Je ne me souviens pas de comment je suis arrivé ici.

Mais j'y suis. Resté. Bien.

Les vagues caressent les rochers, emplissent mon bassin, se retirent. Les anémones s'ouvrent, les petits poissons argentés trépignent, les crevettes crapahutent sur leurs pattes effilées. J'assiste et je participe, et je ne suis pas complètement certain d'être à ma place, même si tout ce peuple m'a accepté, me tolère ou me craint.

Nous communiquons peu. Qu'aurais-je à leur dire ? Je ne sais pas d'où je viens, ni exactement ce que je suis.

Est-ce important ?

Je ne saurais en juger. Il me semble pourtant qu'il existe un avant et un après, et donc un passé et un futur. Si le premier m'est inaccessible, sans doute pourrais-je me soucier du second ?

Car il s'y trouve un homme qui vient presque chaque jour sur la plage. Il arrive tôt. Pas le premier car l'aube voit passer sa propre faune, de pêcheurs en botte, de joggeurs en baskets, de maîtres à chien. À ma hauteur, les pieds, les jambes, évidemment, sont ce qui me frappe en premier. Mollets, orteils, chevilles, plantes fragiles. Pieds nus ou en sandales. Souvent, ils se déchaussent à la lisière de l'océan pour s'y tremper.

Puis ils repartent, debout pour la plupart. Je me demande ce que ça ferait, de me tenir ainsi redressé, fier, d'arpenter le sable comme s'il m'appartenait, un royaume offert, à ma portée.

Je m'égare.

L'homme qui vient porte un short, toujours rouge, et souvent un gilet jaune. Parfois je vois ses yeux. Parfois je ne les vois pas, quand il les masque de verres fumés.

Il est beau, ça je le sais.

Curieux que j'aie cette notion, moi qui ne côtoie que les crabes et les algues. C'est ce qui me fait penser que je suis peut-être plus que ce que je crois être, même si cette peau malléable me sied.

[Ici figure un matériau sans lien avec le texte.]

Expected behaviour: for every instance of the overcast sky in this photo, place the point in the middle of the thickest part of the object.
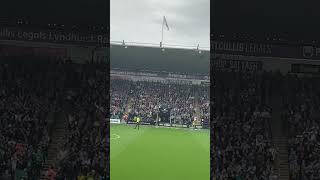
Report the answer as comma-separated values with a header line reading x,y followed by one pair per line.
x,y
141,21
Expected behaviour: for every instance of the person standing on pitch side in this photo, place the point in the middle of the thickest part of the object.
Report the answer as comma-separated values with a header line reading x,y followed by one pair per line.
x,y
137,122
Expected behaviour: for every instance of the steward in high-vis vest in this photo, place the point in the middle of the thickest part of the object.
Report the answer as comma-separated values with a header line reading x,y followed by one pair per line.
x,y
137,122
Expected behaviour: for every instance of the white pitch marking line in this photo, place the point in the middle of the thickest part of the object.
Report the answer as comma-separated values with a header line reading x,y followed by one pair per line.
x,y
115,136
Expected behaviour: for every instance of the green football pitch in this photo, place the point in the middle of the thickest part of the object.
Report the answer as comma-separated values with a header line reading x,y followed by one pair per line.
x,y
158,153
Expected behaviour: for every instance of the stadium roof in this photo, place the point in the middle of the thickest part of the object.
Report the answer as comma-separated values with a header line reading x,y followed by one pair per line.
x,y
152,58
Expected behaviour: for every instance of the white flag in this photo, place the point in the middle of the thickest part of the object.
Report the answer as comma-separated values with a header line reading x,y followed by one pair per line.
x,y
165,22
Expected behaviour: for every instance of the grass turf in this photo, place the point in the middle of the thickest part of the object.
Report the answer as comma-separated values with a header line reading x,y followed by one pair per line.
x,y
158,153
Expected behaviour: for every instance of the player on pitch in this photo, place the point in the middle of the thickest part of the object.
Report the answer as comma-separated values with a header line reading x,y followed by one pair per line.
x,y
137,122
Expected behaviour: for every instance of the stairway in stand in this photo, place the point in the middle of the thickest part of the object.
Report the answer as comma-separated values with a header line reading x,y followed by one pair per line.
x,y
59,131
283,165
280,140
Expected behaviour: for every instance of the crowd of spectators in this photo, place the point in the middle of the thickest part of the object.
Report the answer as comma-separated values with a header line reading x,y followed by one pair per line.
x,y
85,152
146,98
302,114
24,123
241,137
33,89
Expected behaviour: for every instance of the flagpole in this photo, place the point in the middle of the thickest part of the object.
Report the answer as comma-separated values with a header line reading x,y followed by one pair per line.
x,y
162,31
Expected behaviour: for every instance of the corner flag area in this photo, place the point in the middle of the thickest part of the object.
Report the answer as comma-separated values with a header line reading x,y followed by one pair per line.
x,y
158,153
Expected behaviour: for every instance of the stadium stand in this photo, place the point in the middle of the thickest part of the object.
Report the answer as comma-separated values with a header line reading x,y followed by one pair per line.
x,y
266,125
35,106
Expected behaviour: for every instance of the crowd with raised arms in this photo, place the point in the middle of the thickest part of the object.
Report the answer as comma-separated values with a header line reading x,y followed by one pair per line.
x,y
144,99
24,124
85,151
204,103
302,114
119,92
241,143
31,92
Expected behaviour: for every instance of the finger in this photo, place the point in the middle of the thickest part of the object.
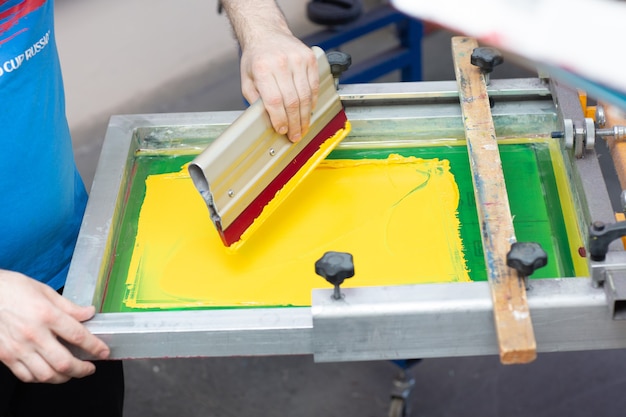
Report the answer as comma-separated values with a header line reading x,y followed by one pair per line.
x,y
42,370
273,103
63,364
249,91
77,334
313,78
291,103
80,313
305,101
21,371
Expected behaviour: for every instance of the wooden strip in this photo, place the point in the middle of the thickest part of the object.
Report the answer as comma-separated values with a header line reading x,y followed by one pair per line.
x,y
514,329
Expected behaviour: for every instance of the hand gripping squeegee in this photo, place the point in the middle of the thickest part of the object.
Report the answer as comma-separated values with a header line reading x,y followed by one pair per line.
x,y
250,169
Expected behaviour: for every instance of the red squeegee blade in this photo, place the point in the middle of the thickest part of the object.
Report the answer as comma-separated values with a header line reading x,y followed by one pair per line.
x,y
233,232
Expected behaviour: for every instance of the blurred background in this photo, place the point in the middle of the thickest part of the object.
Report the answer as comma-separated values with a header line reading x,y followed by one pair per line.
x,y
155,56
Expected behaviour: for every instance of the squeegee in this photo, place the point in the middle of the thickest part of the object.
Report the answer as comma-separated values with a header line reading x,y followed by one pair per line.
x,y
250,169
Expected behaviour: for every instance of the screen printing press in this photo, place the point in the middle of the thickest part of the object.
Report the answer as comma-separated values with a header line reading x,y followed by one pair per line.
x,y
422,287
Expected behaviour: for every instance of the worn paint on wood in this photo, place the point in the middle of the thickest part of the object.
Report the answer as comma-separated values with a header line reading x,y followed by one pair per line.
x,y
511,314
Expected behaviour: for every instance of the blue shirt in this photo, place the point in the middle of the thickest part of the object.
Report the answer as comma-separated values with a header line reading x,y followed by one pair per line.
x,y
42,196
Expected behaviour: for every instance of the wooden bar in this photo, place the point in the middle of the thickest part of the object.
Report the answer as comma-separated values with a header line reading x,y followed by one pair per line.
x,y
512,319
616,117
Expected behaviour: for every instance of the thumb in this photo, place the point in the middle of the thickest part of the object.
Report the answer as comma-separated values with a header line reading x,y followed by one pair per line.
x,y
80,313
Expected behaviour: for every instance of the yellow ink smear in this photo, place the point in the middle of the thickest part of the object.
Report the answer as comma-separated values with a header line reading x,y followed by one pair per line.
x,y
396,216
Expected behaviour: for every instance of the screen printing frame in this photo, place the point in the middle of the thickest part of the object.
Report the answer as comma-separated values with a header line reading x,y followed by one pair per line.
x,y
410,321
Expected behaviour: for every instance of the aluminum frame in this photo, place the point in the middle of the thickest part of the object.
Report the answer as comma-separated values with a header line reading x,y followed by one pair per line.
x,y
428,320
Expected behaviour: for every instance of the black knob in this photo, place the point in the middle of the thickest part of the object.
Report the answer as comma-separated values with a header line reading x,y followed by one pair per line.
x,y
600,237
335,267
486,58
526,257
339,62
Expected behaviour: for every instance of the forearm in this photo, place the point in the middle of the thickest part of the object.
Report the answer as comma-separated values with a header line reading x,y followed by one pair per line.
x,y
253,20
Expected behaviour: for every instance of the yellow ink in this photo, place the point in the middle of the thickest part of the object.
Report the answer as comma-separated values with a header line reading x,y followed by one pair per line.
x,y
398,217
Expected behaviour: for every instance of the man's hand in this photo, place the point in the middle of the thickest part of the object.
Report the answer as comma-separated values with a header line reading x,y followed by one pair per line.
x,y
33,317
275,65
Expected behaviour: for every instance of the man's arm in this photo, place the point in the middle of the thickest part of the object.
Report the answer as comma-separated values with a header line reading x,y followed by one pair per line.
x,y
275,65
33,317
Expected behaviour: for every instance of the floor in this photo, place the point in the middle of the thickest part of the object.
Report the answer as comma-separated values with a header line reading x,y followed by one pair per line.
x,y
574,384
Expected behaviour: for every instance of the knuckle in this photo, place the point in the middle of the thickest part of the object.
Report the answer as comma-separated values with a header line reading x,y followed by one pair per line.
x,y
47,376
273,100
76,336
64,366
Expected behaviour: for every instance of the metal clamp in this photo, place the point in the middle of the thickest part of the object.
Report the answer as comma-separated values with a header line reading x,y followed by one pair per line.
x,y
583,136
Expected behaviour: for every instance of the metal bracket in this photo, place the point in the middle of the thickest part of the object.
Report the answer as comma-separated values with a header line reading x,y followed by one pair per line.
x,y
615,290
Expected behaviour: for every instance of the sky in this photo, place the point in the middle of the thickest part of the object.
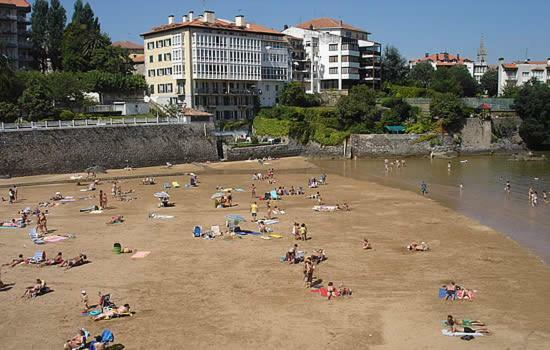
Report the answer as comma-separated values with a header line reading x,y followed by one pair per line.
x,y
511,30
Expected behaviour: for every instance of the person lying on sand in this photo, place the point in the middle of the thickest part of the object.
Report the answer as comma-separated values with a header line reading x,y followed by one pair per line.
x,y
58,260
422,247
37,289
366,244
76,261
17,261
465,327
116,220
77,341
110,313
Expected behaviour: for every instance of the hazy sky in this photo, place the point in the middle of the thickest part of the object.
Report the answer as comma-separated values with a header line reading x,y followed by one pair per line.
x,y
511,28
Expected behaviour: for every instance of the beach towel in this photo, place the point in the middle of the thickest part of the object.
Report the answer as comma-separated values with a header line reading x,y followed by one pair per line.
x,y
448,333
33,235
140,255
325,208
54,239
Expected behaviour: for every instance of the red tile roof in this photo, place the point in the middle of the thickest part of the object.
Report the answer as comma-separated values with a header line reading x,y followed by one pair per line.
x,y
326,23
18,3
218,24
443,59
128,45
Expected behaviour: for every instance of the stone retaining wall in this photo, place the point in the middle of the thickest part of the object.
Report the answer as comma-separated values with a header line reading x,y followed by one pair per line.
x,y
35,152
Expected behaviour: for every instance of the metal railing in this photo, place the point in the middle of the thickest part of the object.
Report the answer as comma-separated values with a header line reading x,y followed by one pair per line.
x,y
92,123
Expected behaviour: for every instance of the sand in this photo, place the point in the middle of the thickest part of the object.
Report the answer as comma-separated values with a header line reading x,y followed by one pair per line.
x,y
235,294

Je suis toujours discret et je me cache. Les enfants qui escaladent mes rochers, qui pataugent dans les flaques et les bassins, emportent les imprudents, étoiles et coquillages. Ils frappent les méduses de leurs pelles en plastique, martèlent les moules de leurs semelles, déplacent des mondes entiers pour les exhiber à leurs géniteurs, les abandonnent plus loin, dans un trou, un seau, la sécheresse d'une dune lointaine. Certaines coquilles sont vides, d'autres attendent la mort, brisées, solitaires, incapables de retrouver le chemin des eaux.

Il vaut mieux être prudent. Je ne me trouve ni très beau, ni très appétissant, mais les êtres humains ont sûrement un usage tout trouvé pour une créature telle que moi. Je ne suis pas pressé de le découvrir.

Je préfère me glisser doucement hors de mon antre, et le regarder.

Les femmes l'apprécient, elles l'approchent souvent par deux, lui parlent, frétillent, puis s'en repartent en gloussant. Parfois, je les entends vanter son sourire, la largeur de son torse, la manière dont son short lui dessine les fesses. Je ne peux pas leur donner tort, j'admire aussi ces détails, et le brun de ses yeux, la manière dont le soleil frôle ses cheveux clairs, le grondement de sa voix quand il rappelle un baigneur imprudent à l'ordre, le mouvement de ses cuisses quand il part affronter les vagues.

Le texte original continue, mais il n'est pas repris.